Shares of the Beaverton, Ore.-based sports gear giant rose 3 percent to $79.15 in after-hours trading following the disclosure of the earnings results after gaining 0.5 percent to $76.86 during the day’s regular trading session.

Coming just hours after the U.S. fell to Germany 1-0 in World Cup competition while still advancing to the next round, Nike took a slightly less aggressive tone than its German rival Adidas. On Tuesday, Herbert Hainer, Adidas chief executive officer, said that the firm would “definitely achieve” its goal of 2 billion euros, or $2.75 billion at current exchange, in sales in the soccer category for the year. Adidas is the official sponsor, supplier and licensee of the 2014 FIFA World Cup, supplier of the official match ball and is outfitting nine teams and about 300 players in the competition.

Nike is outfitting 10 teams and boasted about its products more than it did direct-sales results. Edwards noted, “There are more players wearing Nike boots in the World Cup than all other brands combined. And more than a third of them are playing in the distinctive and revolutionary Magista or Mercurial Flyknit boots.”

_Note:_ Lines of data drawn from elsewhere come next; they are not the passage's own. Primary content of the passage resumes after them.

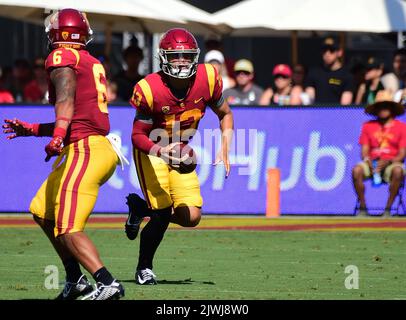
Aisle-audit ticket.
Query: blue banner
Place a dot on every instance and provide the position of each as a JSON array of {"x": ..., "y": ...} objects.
[{"x": 315, "y": 149}]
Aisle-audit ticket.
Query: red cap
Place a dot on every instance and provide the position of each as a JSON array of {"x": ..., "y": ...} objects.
[{"x": 282, "y": 69}]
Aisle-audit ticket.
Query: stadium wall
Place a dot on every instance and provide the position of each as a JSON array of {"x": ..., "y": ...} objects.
[{"x": 314, "y": 147}]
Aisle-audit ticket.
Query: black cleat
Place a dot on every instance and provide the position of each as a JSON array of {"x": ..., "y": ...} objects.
[
  {"x": 137, "y": 208},
  {"x": 74, "y": 290},
  {"x": 145, "y": 277},
  {"x": 113, "y": 291}
]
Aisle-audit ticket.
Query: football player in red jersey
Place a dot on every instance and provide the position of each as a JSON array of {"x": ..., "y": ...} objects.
[
  {"x": 86, "y": 158},
  {"x": 170, "y": 104}
]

He added that Nike is “seeing great excitement at retail” and that interest in soccer, or football as it’s known throughout most of the world, “has helped to drive great results in our stores, online and in our football shops with our wholesale partners around the world.”

In the three months ended May 31, net income was up 5.4 percent to $698 million, or 78 cents a diluted share, above the 74-cent earnings per share expected. Year-ago profits were $662 million, or 73 cents. Revenues spiked 10.9 percent to $7.43 billion from $6.7 billion, with Nike brand revenues up 10.8 percent to $7.02 billion and Converse up 15.8 percent to $410 million. Futures orders were up 11 percent, 12 percent on a currency-neutral basis, while inventories rose 13.3 percent to $3.95 billion.

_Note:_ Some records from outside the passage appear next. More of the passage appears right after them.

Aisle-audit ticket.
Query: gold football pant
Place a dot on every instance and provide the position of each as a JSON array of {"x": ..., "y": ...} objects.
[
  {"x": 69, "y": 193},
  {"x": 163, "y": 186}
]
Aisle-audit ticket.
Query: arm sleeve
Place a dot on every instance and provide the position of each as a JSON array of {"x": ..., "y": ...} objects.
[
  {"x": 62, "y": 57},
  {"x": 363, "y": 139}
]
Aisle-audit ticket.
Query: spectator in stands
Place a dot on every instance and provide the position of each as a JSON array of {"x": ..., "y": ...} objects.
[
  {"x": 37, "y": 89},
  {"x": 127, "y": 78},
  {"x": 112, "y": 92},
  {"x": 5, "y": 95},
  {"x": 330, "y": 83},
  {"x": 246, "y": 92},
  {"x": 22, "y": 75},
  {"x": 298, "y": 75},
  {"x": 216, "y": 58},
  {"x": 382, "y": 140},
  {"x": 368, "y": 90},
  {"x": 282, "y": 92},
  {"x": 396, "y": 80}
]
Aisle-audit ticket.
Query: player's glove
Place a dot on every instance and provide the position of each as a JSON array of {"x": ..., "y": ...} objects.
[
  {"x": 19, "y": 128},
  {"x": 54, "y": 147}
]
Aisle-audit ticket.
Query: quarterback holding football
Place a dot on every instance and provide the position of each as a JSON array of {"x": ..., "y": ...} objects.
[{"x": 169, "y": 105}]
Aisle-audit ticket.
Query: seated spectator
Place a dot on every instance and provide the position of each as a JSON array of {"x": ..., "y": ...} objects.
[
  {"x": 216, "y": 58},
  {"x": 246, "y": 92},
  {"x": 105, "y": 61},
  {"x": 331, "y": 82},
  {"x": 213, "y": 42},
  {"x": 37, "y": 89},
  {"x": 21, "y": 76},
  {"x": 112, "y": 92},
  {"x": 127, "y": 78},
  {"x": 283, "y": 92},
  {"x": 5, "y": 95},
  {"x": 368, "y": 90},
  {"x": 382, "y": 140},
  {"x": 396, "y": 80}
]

Nike brand footwear revenues rose 12 percent to $4.4 billion, and apparel increased only slightly less, growing 11.8 percent to $2.14 billion.

For the full year, net income was up 8.9 percent to $2.69 billion, or $2.97 a diluted share, as revenues expanded 9.8 percent to $27.8 billion and gross margin hit 44.8 percent of sales from 43.6 percent in 2013.

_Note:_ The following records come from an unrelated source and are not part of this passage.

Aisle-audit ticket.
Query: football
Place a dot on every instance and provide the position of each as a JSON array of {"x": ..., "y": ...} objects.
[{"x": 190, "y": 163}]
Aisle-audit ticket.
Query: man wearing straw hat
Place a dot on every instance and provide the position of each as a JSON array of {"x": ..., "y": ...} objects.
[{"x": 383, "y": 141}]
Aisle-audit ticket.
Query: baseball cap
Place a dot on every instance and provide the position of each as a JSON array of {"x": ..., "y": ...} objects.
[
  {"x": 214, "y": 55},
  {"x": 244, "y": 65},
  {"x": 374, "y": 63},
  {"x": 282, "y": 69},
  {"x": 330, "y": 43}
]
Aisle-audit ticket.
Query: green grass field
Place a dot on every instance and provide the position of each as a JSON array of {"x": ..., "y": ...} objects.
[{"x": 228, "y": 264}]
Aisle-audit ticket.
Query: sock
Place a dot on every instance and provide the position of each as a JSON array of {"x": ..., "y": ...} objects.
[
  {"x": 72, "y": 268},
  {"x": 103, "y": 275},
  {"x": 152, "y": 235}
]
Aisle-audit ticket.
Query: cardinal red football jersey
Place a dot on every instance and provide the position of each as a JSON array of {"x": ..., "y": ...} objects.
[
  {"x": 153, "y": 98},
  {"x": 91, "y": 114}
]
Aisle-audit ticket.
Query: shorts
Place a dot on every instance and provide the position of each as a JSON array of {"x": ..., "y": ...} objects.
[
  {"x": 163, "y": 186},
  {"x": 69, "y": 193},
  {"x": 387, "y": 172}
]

Direct-to-consumer sales for the Nike brand were up 27 percent in the quarter and 22 percent for the 12 months, surpassing the $5 billion mark in the year just concluded. Online sales were up more than 40 percent during the year, and the growth rate accelerated in every quarter of the year.

On the conference call, Mark Parker, president and ceo, said Nike is “building an integrated system of digital services that will provide seamless access to our products, a full array of services and the most advanced digital tools to measure, motivate and inspire.”